I think if you go into Barbie thinking it's going to be a silly lightweight movie about dolls that you, an adult with sophisticated taste, will have no interest in, that's probably what you'll see. I'd read a fair amount about it beforehand, including praise from critics, and having watched other movies involving Greta Gerwig I trusted her to do something clever with it because that's just her. Her other movies have been interesting, and heck, she did clever things with Little Women, and that had been a respected classic for more than 100 years that had already been done to death including one with my favorite actor Christian Bale. But GG found a new way in.
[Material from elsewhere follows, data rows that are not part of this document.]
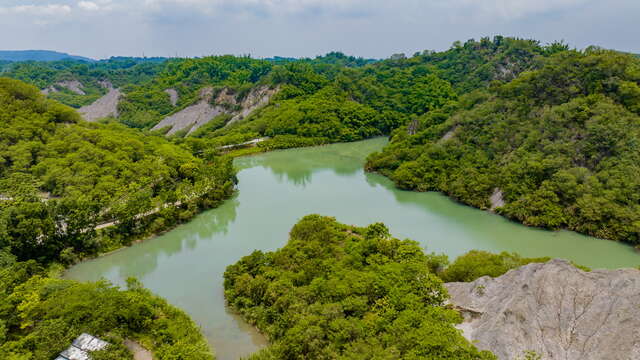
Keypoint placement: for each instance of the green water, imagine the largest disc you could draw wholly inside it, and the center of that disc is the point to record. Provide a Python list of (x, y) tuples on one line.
[(185, 265)]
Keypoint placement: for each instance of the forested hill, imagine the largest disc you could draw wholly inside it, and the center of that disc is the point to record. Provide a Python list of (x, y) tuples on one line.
[(38, 55), (61, 178), (558, 147), (300, 101)]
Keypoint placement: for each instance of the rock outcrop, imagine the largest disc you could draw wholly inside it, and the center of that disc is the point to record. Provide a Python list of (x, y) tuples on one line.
[(496, 199), (555, 310), (103, 107), (74, 86), (193, 116), (207, 108), (256, 98)]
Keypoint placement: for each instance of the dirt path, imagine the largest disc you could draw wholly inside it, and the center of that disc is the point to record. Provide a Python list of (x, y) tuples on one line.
[(103, 107)]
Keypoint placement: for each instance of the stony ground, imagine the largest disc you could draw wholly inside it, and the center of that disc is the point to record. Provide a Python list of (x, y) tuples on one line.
[(554, 309)]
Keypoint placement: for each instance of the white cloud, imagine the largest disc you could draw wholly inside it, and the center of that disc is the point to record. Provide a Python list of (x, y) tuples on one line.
[(514, 9), (88, 5), (37, 10), (263, 6)]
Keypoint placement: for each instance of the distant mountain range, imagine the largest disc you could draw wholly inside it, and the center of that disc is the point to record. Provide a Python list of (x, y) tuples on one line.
[(38, 55)]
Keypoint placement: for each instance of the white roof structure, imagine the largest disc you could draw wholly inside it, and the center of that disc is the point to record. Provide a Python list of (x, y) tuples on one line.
[(81, 347)]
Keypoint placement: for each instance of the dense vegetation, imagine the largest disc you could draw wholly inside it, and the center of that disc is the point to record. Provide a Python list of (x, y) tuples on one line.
[(94, 77), (61, 177), (341, 292), (329, 98), (40, 316), (560, 144)]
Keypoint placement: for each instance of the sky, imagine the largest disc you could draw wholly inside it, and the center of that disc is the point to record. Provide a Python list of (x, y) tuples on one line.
[(306, 28)]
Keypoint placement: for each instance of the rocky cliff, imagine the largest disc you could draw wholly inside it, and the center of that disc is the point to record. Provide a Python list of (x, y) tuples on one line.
[(554, 309), (210, 106)]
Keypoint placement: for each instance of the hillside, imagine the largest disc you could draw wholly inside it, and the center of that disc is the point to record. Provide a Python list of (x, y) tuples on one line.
[(554, 310), (341, 292), (61, 178), (39, 55), (555, 148), (167, 94)]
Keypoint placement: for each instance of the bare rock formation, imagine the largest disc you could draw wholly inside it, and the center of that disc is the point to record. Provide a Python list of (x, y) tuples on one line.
[(173, 96), (496, 199), (555, 310), (74, 86), (103, 107), (192, 116), (256, 98), (207, 108)]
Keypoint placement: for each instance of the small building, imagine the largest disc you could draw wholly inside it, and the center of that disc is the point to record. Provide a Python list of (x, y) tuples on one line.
[(81, 347)]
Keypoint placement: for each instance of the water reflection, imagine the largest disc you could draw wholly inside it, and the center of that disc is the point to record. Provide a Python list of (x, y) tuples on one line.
[(186, 265)]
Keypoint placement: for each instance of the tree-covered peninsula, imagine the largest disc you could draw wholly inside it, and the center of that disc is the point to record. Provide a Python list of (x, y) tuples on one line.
[(70, 189), (343, 292)]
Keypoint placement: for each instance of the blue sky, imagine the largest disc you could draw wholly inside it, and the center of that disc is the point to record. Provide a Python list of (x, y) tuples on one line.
[(263, 28)]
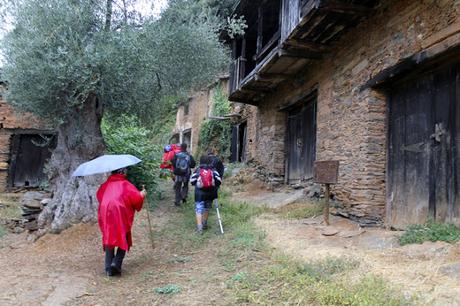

Later, my older son told me he'd liked Barbie and he 1) does not play with dolls and 2) usually has a pretty gritty but sophisticated appreciation for movies (he generally likes complex very indie movies like, some of which I find too depressing to watch, like Requiem for a Dream, and he also liked Brokeback Mountain).
As for Gone With the Wind, I think that's pretty much an American thing. In grade school I read the book about 12 times and same with the movie, when I was growing up in Minnesota -- far from the Deep South. Everyone I knew or saw at that age was white. So I didn't think much about the book's racism. My dad did and scorned it, but I didn't know why exactly; later I learned he had gone through the Deep South with the Army during peak Jim Crow and was horrified at what he saw. So he was very pro-civil rights and I think was offended for that reason.
Anyway, I loved GWTW and knew both book and movie very well. I went to the Margaret Mitchell Museum in Atlanta while waiting for a flight, and it was really fascinating -- a lot of echoes of the book in her life. And the origin story: some talent scout from a major publisher was touring the South trying to find other great writers (I guess because of the success of Eudora Welty and William Faulkner) and Mitchell, an Atlanta journalist/socialite, was chosen to lead him around her city. By that time, she'd written like a three-foot pile of typed pages of GWTW (the finished book was 1,039), but according to legend she wasn't going to even tell the scout she'd written anything until she heard one of the other socialites say, "That silly Peggy Mitchell thinks she's written a book" or something like that, so she gave it to the scout before he left. He called her when his flight landed and told her he wanted to publish it. It is by far the most successful book ever by a Southern writer, and maybe by any American writer, period (since that would exclude JK Rowling).
GWTW is more or less canceled at this point among American progressives, and understandably so. It's a sympathetic tale about the Confederacy and slave owners, and you can't get much more un-woke than that. But Mitchell actually was LESS racist for her milieu at the time -- she not only gave to organizations that helped Black people but her book treats them like real people with three-dimensional characters, which most books by white authors did not and is why Hattie McDaniel won an Oscar for her role in the movie (but was not allowed to sit with the other stars during the ceremony, I guess).